Landelijk Bureau ter bestrijding van Rassendiscriminatie

PERSBERICHT LBR

Den Haag/Rotterdam, 7 maart 2002

Vrijheid van meningsuiting niet strijdig met handhaving artikel 1
Minister Korthals onderstreept belang bestrijding rassendiscriminatie

De vrijheid van meningsuiting heeft weinig te vrezen van organisaties, overheidsinstanties en specialisten die zich inzetten voor de
bestrijding van rassendiscriminatie. Dat is de conclusie na een discussiemiddag in Den Haag die werd gehouden bij de presentatie van de
jurisprudentiebundel Rechtspraak
Rassendiscriminatie. Het eerste exemplaar van Rechtspraak Rassendiscriminatie werd bij die gelegenheid door het Landelijk Bureau ter bestrijding van Rassendiscriminatie (LBR) aangeboden aan minister Korthals van Justitie.

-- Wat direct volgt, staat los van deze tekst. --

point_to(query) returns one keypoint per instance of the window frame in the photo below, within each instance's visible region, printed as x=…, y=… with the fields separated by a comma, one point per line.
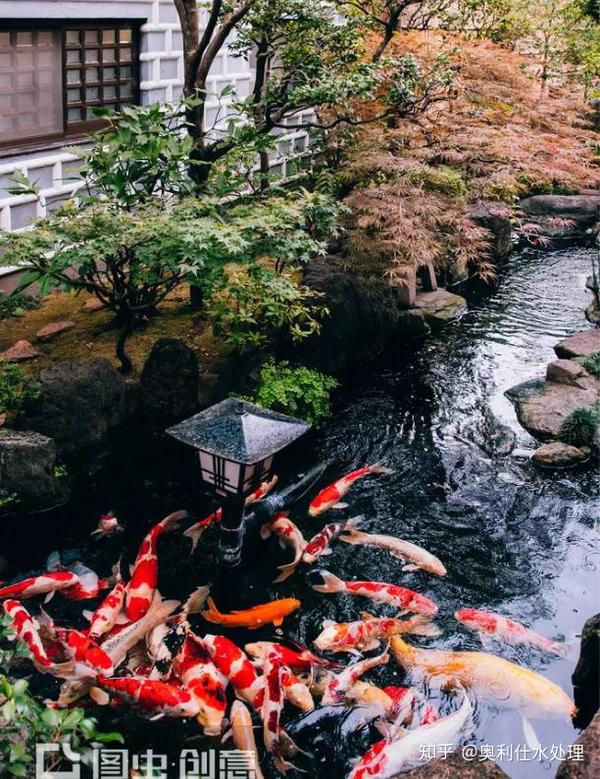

Minister Korthals ging in een korte toespraak, waarin hij het LBR feliciteerde met de
totstandkoming van de bundel, in op een aantal verbeteringen die ophanden zijn op het terrein van de juridische bestrijding van
rassendiscriminatie. Hij noemde bijvoorbeeld het voorstel voor nieuwe wetgeving die voorziet in hogere straffen bij structurele discriminatie. Het Openbaar Ministerie, dat in 2001 aanzienlijk minder discriminatiezaken seponeerde, kreeg een compliment voor het feit dat 90% van de
voorgebrachte gevallen tot een veroordeling leidt. Wel gaf hij aan dat wordt onderzocht of het Openbaar Ministerie niet 'te voorzichtig' is bij discriminatiezaken en of de politie niet 'te weinig ambitieus is' wanneer het om discriminatie gaat. Hij sprak zijn vertrouwen uit in het nut van het nieuwe Landelijk Bureau
Discriminatiezaken bij de politie.

Bij de presentatie gaven panelleden hun mening over het functioneren van het Nederlandse juridische stelsel met betrekking tot
rassendiscriminatie en over de relatie tussen vrijheid van meningsuiting en het recht op bescherming tegen rassendiscriminatie.
In het panel -onder leiding van mr B.O. Dittrich (Tweede Kamerlid D'66), en met mr A.C.E. Clijnk (Ministerie van Justitie), prof. mr J.E. Goldschmidt (Commissie gelijke behandeling), mr A.A.M. Mattijssen (Landelijk Expertise Centrum Discriminatie), C. Triesscheijn
(Antidiscriminatiebureau Rotterdam: RADAR), Prof mr Th. A. de Roos (Rijksuniversiteit Leiden, advocaat) en Mr drs J.W. Nieuwboer (Landelijk Bureau ter bestrijding van Rassendiscriminatie)- kwam onder meer naar voren dat de vrijheid van meningsuiting minderheidsgroepen de mogelijkheid geeft hun meningen en opinies te uiten, ook wanneer die afwijkend zijn van gangbare opinies. In het algemeen werd gesteld dat samenlevingen met 'weinig vrijheid van meningsuiting' vaak ook weinig rechten toestaan aan minderheden. Benadrukt werd dat in de gevallen dat Artikel 1 van de grondwet en de vrijheid van meningsuiting tegenover elkaar staan, daar in de juridische praktijk zorgvuldig mee wordt omgegaan.
Aan de hand van voorbeelden uit Rechtspraak Rassendiscriminatie werd wel duidelijk dat er verschil van mening bestaat over waar bij concrete gevallen grenzen gesteld moeten worden. De meningen verschilden eveneens over de vraag of het noodzakelijk is de straffen in deze gevallen - het gaat vaak om lage boetes- te verhogen. Het gehele panel sprak waardering uit voor de aangekondigde wetgeving voor hogere straffen bij structurele discriminatie.